October 24, 2009
learning 2.0

The Standalone LMS is Dead

This past week, I attended the SharePoint 2009conference in Las Vegas. I’ll provide some feedback on that particular release in another blog posting (read Bill Simser for now) but what the conference itself got me thinking about was that, thankfully, the standalone LMS is definitely going to become redundant. Dinosaur. Soviet Union. Saturn Car. Hierarchy. (you get the picture)

Those organizations (and frankly public learning institutions) that are clinging to their standalone learning management systems as a way in which to serve up formal ILT course schedules and eLearning are absolutely missing the big picture. Sadly, there are too many organizations like this out there.

The LMS should no longer be thought of as a destination for the learner.
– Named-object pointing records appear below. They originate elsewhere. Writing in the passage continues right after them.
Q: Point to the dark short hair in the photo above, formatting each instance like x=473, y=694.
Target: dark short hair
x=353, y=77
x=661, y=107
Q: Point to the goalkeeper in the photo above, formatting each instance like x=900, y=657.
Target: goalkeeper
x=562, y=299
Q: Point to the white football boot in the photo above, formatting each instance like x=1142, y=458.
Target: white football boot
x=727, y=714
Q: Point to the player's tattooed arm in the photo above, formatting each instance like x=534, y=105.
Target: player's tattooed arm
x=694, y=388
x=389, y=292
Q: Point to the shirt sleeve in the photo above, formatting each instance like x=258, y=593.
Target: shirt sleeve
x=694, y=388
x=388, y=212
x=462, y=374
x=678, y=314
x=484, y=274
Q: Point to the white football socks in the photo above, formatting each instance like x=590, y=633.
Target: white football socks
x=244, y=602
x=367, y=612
This is the nuclear fault of the LMS itself and of antiquated thinking from our learning leaders; it encourages standalone learning by driving people to register for an event … be it an ILT class or an eLearning module.

Sure, clever instructors, faculty and learning administration management/leadership teams may find unique, albeit independent, ways in which to embed some form of informal and/or social learning before as well as after the event, but this is merely triage as opposed to a lobotomy.

When you hear people say ‘we need Facebook for the organization’ … I don’t think that’s exactly what they mean. Jon Husband does a good job of illustrating this over here.

Facebook for the organization implies three things:

  • A development platform that serves up formal, informal and social content & connection for all
  • A single ‘window into the org’ versus many separate applications and systems
  • Learning happens naturally, by osmosis, and without care for how it happens

The LMS insinuates the notion that you ‘go to training’. This is asinine in today’s world.

If you want to change the culture (as Will Kelly describes here) it’s surely not just about the technology. But … to change the culture, you also need to drive an organization to believe that training does not only happen in an event (ILT and eLearning) and thus, by keeping the standalone LMS alive and kicking, you exacerbate the issue.

Employees need to constantly connect, they need to constantly share, and they need to learn from one another. This cannot happen solely in an ILT class and it surely does not happen in an eLearning module.

Set up your ‘Facebook for the organization’ by embedding an LMS (or LMS like features) into your enterprise-wide collaboration platform. Coaches, mentors, online buddies need to coexist within the wiki’s, blogs, discussion forums, webcam meetings, online presence, etc. which needs to coexist within the list of formal classroom and eLearning offerings which needs to coexist with your documents, knowledge management, videos, podcasts, which needs to coexist with the profiles, skills, and recent activity-feed happenings of all employees.

Blow up your LMS. Find a way to integrate it into your collaboration platform.

This is where the future is taking us.